Bhawana Tanmayi of Moneycontrol wrote that "Kammattam has all it needs to be a good movie: a strong central case, a talented ensemble, and inspiration from real-life crime. But it doesn't stand out in Malayalam's already great criminal thriller scene because the tale is rushed and not very deep. Fans of the genre will like it once, but it doesn't live up to the standards set by its predecessors."

Shilpa Nair Anand of The Hindu said, "Kammattam is interesting, the series has all the elements of a thriller, and it works, largely.

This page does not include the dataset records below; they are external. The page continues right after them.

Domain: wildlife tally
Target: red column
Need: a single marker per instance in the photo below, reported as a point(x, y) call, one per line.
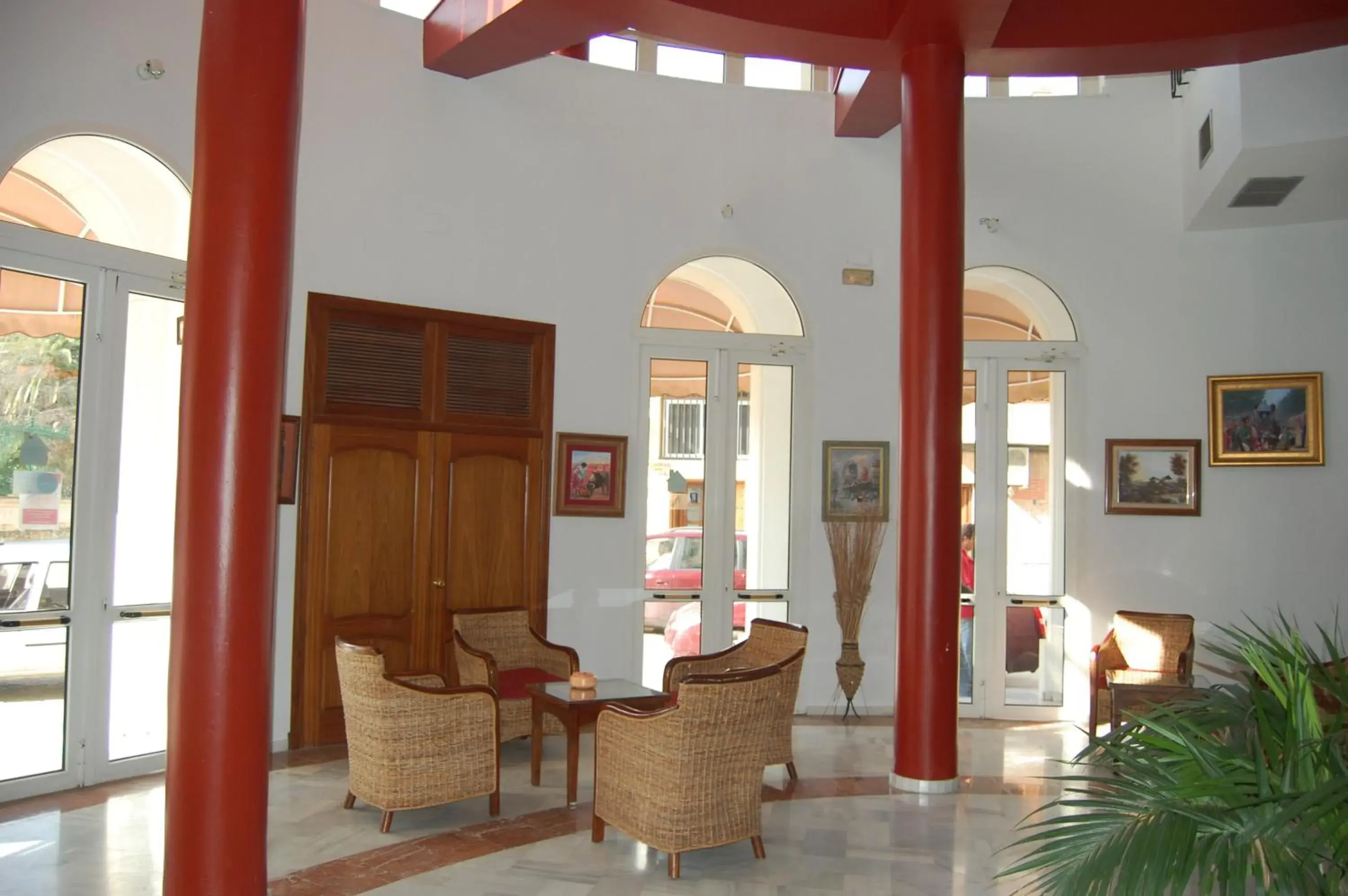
point(576, 52)
point(931, 328)
point(248, 95)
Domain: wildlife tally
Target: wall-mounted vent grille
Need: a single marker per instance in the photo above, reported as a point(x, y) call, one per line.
point(490, 377)
point(374, 366)
point(1264, 193)
point(1204, 141)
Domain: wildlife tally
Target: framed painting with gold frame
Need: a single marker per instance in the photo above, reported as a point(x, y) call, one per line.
point(1156, 477)
point(591, 475)
point(1274, 420)
point(856, 481)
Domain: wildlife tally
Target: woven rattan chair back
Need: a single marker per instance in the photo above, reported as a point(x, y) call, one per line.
point(1152, 642)
point(503, 634)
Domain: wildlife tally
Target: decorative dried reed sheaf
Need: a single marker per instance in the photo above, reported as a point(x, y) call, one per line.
point(855, 547)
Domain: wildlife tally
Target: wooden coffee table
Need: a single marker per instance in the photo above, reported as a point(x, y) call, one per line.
point(1131, 690)
point(577, 709)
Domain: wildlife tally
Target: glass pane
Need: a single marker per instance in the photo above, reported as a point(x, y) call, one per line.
point(149, 460)
point(669, 630)
point(33, 701)
point(676, 473)
point(1044, 87)
point(1034, 655)
point(138, 716)
point(763, 480)
point(696, 65)
point(782, 75)
point(616, 53)
point(967, 469)
point(746, 612)
point(41, 321)
point(1034, 483)
point(975, 85)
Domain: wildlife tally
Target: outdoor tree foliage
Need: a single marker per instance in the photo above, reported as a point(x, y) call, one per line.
point(40, 386)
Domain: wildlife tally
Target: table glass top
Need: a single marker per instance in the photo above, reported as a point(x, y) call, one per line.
point(606, 689)
point(1137, 678)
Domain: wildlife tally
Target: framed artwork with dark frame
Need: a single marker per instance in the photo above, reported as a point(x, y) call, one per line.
point(289, 472)
point(1269, 420)
point(856, 481)
point(591, 475)
point(1154, 477)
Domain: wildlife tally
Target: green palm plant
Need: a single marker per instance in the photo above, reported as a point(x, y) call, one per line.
point(1241, 790)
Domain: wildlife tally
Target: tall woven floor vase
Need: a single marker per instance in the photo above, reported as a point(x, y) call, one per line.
point(851, 670)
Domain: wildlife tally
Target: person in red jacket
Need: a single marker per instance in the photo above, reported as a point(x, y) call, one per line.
point(967, 613)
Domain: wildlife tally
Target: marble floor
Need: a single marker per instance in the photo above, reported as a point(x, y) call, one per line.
point(838, 830)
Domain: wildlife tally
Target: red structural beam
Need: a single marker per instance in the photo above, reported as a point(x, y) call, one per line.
point(866, 104)
point(468, 38)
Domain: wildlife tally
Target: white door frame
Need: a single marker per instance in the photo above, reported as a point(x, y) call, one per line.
point(993, 362)
point(723, 355)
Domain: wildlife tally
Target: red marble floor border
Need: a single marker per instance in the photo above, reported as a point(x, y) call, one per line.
point(385, 865)
point(85, 797)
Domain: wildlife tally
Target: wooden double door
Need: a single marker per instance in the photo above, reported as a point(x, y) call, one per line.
point(404, 523)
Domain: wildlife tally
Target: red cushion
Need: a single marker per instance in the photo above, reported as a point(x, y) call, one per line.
point(510, 683)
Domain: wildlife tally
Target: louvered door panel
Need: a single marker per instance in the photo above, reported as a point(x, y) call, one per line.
point(494, 379)
point(370, 366)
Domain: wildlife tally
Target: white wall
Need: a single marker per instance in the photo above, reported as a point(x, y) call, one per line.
point(563, 192)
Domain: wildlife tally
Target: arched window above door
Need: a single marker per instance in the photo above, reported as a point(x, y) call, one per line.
point(722, 294)
point(99, 189)
point(1007, 305)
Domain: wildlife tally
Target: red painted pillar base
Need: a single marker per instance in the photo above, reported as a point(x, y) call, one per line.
point(248, 98)
point(931, 328)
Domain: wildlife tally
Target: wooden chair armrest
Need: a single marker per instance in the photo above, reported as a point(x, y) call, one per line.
point(573, 659)
point(422, 677)
point(475, 667)
point(1187, 658)
point(629, 740)
point(444, 692)
point(681, 667)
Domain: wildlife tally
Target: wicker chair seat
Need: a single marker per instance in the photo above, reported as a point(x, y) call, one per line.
point(498, 648)
point(689, 776)
point(770, 643)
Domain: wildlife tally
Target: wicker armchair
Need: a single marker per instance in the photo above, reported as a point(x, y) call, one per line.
point(769, 643)
point(498, 648)
point(1144, 642)
point(414, 743)
point(689, 776)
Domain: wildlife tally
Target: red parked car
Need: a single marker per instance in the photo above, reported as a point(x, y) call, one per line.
point(674, 562)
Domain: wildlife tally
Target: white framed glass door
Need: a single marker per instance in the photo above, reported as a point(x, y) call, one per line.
point(719, 464)
point(1013, 630)
point(131, 713)
point(89, 367)
point(48, 619)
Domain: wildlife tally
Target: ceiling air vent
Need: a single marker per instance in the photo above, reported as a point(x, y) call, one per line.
point(490, 377)
point(1264, 193)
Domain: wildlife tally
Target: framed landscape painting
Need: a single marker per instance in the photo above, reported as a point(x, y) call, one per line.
point(1266, 421)
point(856, 481)
point(591, 475)
point(1156, 477)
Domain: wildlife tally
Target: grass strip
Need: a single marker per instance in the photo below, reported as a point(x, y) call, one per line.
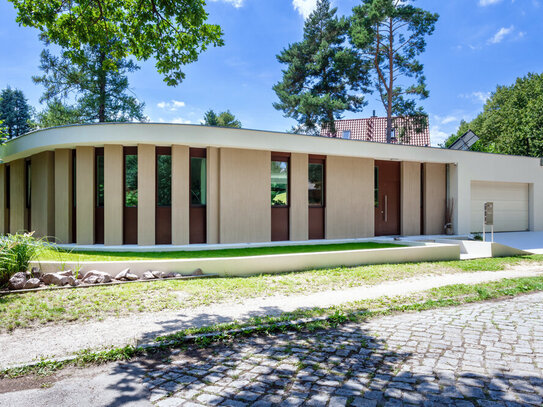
point(302, 320)
point(74, 256)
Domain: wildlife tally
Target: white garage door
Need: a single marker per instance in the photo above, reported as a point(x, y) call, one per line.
point(510, 205)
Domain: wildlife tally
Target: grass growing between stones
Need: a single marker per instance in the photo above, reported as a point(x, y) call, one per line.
point(94, 303)
point(303, 320)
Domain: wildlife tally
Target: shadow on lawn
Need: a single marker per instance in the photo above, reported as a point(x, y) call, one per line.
point(306, 367)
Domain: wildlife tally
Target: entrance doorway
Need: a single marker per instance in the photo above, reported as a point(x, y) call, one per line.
point(387, 198)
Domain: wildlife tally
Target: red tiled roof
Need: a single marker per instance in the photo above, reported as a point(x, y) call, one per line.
point(375, 129)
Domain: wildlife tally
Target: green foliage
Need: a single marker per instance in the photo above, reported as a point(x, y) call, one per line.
point(392, 34)
point(511, 121)
point(173, 33)
point(224, 119)
point(98, 83)
point(57, 113)
point(16, 253)
point(15, 113)
point(324, 76)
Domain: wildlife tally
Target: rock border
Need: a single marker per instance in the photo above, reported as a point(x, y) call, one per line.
point(53, 287)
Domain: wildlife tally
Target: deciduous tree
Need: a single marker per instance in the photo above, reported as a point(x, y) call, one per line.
point(392, 34)
point(173, 33)
point(324, 76)
point(15, 112)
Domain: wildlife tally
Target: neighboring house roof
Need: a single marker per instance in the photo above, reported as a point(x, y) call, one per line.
point(375, 129)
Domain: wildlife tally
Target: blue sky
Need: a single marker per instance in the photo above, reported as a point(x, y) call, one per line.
point(477, 45)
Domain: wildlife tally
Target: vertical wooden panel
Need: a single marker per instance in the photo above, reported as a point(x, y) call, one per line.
point(298, 197)
point(85, 195)
point(180, 195)
point(4, 222)
point(245, 183)
point(113, 194)
point(63, 195)
point(410, 201)
point(435, 197)
point(17, 211)
point(349, 193)
point(146, 194)
point(213, 195)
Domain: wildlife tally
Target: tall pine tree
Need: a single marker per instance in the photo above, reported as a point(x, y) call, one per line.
point(392, 34)
point(324, 76)
point(99, 86)
point(15, 113)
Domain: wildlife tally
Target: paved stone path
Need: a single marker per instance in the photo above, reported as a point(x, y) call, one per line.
point(486, 354)
point(58, 340)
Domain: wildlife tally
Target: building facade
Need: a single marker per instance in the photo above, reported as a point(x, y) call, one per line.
point(150, 184)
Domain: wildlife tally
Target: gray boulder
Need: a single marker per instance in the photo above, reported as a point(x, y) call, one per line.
point(32, 283)
point(55, 279)
point(101, 277)
point(158, 274)
point(17, 281)
point(148, 275)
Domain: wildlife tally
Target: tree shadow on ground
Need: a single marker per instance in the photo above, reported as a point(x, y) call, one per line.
point(337, 366)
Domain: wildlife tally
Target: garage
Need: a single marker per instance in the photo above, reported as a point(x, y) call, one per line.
point(511, 205)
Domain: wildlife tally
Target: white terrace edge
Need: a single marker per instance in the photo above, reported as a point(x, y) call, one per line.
point(277, 263)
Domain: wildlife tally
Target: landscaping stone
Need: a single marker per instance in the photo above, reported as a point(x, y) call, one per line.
point(148, 275)
point(17, 281)
point(55, 279)
point(32, 283)
point(101, 277)
point(158, 274)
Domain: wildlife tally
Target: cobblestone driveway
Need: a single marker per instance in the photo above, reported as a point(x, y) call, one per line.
point(488, 354)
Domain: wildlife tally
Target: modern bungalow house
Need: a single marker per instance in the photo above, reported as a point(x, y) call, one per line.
point(151, 184)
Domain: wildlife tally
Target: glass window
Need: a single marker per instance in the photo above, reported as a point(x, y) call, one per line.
point(376, 187)
point(99, 180)
point(315, 184)
point(198, 181)
point(131, 180)
point(279, 183)
point(164, 180)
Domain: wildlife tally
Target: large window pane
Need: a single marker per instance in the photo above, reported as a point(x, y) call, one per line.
point(198, 180)
point(164, 180)
point(99, 180)
point(131, 180)
point(279, 183)
point(315, 184)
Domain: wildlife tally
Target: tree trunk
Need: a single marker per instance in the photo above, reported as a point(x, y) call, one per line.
point(390, 80)
point(102, 88)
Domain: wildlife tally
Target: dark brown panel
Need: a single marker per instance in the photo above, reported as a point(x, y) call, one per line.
point(280, 223)
point(316, 222)
point(198, 225)
point(387, 211)
point(99, 225)
point(130, 225)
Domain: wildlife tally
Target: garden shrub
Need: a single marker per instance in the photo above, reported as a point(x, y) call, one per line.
point(16, 253)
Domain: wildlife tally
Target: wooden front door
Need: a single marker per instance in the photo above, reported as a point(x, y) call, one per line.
point(387, 198)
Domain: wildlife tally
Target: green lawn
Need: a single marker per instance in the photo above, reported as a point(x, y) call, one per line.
point(52, 254)
point(57, 306)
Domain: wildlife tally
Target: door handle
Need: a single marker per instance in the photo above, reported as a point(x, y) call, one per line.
point(386, 208)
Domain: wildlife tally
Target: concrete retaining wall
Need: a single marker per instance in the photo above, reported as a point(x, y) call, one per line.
point(250, 265)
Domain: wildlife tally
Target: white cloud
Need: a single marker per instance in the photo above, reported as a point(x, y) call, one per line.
point(501, 34)
point(235, 3)
point(484, 3)
point(172, 106)
point(304, 7)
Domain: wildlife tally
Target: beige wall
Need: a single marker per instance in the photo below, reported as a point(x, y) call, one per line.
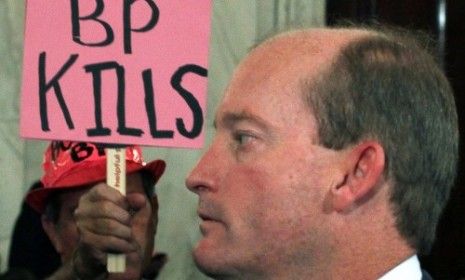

But there is something lacking, is it the pace or rather the quickness of it? You could probably still watch it for Sudev Nair’s performance, at the very least."

Firstpost remarked that the series "scores due to its performances" and appreciated its technical finesse, but observed that it could have delved deeper into the complexities of its central crime.

The Times of India described it as "a fair police drama that’s worth a one-time watch," commending its cinematography and mystery setup, while noting that the narrative became confusing towards the end due to an overload of villains.

OTTPlay rated the series 2.5 out of 5, describing it as brisk and watchable but "abrupt." The review appreciated Sudev Nair and Jeo Baby’s performances but noted that the rushed 11-day shoot may have compromised narrative cohesion.

Trisha Bhattacharya of Mint wrote that "despite a promising setup, the series doesn’t quite stick the landing. One of the most noticeable flaws is the camerawork—certain zoom-ins and angles feel abrupt and out of place, pulling the viewer out of the moment instead of drawing them in. These visual choices feel more distracting than deliberate."

Vishal Menon of The Hollywood Reporter India observed that "Kammattam could have benefited a lot from a minimal mood, depth for its characters and the patience to give their story the sprawl it demands."

Filmfare gave it 3 out of 5 stars, calling it "a taut, watchable crime procedural" with an effective central performance by Sudev Nair and strong production design. However, it also noted that the series sacrificed emotional resonance and moral exploration due to its fast pacing.